民俗学的に調べる幽霊関連は文献から時代考察をして、どういう理屈で生まれたかって話になる。

幽霊の実証関連は超常現象研究とか理系になるんじゃないか?

だが、俺はその時点であることも思い出して聞いてみることにする。


「聞き辛い話だが、今から行きたい大学探して、勉強って間に合うのか?」


大学受験なんて簡単に一夜漬けで受かるようなものじゃない。

基本的に高校の2年時から絞って勉強をしてようやくという人が多い。

3年の夏前にエンジン始動っていうのはよほど勉強ができないと、いい大学は狙えないはずだが……。
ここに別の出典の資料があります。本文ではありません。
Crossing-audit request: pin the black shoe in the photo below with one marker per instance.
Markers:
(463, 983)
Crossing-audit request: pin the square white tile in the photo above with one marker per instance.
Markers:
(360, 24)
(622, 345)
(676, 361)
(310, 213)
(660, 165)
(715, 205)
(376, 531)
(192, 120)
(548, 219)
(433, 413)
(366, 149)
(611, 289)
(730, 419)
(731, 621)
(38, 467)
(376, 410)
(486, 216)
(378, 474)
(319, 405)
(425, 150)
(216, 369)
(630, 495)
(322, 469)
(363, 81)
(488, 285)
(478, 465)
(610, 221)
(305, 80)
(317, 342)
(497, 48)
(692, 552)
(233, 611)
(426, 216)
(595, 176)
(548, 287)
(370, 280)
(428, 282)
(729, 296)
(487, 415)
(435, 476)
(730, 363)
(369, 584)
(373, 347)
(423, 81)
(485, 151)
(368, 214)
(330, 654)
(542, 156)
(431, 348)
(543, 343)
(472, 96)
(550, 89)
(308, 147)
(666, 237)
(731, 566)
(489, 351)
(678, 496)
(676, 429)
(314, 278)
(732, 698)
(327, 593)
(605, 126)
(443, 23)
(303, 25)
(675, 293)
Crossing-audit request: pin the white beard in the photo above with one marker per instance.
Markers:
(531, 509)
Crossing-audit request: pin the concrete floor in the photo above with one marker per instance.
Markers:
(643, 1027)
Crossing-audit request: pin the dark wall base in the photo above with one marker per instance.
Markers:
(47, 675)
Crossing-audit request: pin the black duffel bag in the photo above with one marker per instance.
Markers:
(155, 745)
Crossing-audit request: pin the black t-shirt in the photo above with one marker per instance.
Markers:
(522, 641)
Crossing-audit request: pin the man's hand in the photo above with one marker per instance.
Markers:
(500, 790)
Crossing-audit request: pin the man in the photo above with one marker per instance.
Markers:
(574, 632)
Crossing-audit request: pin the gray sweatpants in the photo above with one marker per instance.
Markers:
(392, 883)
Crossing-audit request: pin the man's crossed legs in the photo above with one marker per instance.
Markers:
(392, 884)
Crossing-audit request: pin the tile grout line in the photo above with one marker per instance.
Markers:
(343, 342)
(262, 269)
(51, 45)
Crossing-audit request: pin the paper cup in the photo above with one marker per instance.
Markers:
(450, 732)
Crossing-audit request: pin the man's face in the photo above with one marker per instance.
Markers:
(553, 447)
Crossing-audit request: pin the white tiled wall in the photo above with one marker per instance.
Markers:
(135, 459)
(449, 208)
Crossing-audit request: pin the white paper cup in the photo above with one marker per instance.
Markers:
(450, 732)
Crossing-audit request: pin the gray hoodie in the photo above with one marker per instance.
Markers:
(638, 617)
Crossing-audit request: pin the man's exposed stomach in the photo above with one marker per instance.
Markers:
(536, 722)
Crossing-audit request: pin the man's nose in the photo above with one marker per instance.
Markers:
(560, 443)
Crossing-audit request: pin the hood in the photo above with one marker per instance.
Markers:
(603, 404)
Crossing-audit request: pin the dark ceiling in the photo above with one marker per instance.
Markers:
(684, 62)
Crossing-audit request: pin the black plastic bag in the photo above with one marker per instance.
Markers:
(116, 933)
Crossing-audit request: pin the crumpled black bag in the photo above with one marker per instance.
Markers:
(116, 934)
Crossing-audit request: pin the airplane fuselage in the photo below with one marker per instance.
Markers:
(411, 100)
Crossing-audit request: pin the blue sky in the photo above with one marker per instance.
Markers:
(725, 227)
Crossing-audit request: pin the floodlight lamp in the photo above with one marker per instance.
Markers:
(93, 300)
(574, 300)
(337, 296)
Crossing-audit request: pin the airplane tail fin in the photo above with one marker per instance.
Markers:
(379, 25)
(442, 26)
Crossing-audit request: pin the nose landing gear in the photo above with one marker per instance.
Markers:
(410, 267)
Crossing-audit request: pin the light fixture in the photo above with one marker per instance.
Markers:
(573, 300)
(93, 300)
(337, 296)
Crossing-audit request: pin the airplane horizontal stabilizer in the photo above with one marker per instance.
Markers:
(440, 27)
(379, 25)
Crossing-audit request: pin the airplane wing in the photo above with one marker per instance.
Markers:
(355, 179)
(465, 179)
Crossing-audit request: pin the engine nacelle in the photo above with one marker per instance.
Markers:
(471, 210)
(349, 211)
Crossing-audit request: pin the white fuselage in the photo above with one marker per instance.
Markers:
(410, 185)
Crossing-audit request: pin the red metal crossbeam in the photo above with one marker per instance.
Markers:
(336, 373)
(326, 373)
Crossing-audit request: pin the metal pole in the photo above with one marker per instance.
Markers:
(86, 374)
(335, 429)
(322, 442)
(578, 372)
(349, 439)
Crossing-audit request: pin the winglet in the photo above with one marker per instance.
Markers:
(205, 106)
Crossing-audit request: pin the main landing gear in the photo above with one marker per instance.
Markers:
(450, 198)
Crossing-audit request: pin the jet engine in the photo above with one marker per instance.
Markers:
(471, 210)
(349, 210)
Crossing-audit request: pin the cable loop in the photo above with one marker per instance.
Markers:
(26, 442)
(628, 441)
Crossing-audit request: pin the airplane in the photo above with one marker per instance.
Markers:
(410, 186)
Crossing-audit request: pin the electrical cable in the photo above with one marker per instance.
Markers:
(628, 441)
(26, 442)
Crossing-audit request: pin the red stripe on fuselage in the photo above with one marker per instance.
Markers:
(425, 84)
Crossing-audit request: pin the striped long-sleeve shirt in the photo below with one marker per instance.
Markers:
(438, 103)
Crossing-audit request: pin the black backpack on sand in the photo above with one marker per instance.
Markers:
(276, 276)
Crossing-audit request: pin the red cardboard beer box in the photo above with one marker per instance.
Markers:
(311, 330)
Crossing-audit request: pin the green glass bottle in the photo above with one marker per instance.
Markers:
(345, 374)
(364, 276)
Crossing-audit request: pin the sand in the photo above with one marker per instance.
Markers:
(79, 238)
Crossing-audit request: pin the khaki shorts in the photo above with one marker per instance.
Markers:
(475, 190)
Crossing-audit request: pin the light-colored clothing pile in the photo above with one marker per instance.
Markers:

「あ、勉強は大丈夫です。この前の全国模試は21位でしたから」


漫画とか映画なら1位とか2位なんだろうが、それでも21位は凄い。

普通にいい大学を目指せるだろう。

いや、トップの大学を目指せるレベルだ。


「勉強できるんですね」

「というか、それで勉強に身が入らないってどういうことだよ」

「そのままの意味ですよ。なんで勉強しているのかわからなくて」

「お金を稼ぎたいなら医学部も目指せるだろうに」

「お金のためにお医者さんはどうもなーって思ってるんです。お父さんお母さんは苦笑いでしたけど」


そりゃ、医者を目指せる逸材なんだから大学行けっていうわな。


コトン……。


不意にそんな音がリビング、居間に響く。

なんか落としたかなと思って視線を向けるとそこには……。


「あ、日本人形ですね。かわいい。どこからか倒れたのかな?」


そう葵ちゃんがいうが、俺と椿はありえない事態に顔を真っ青にしつつ、葵ちゃんを引きずって距離を取るのであった。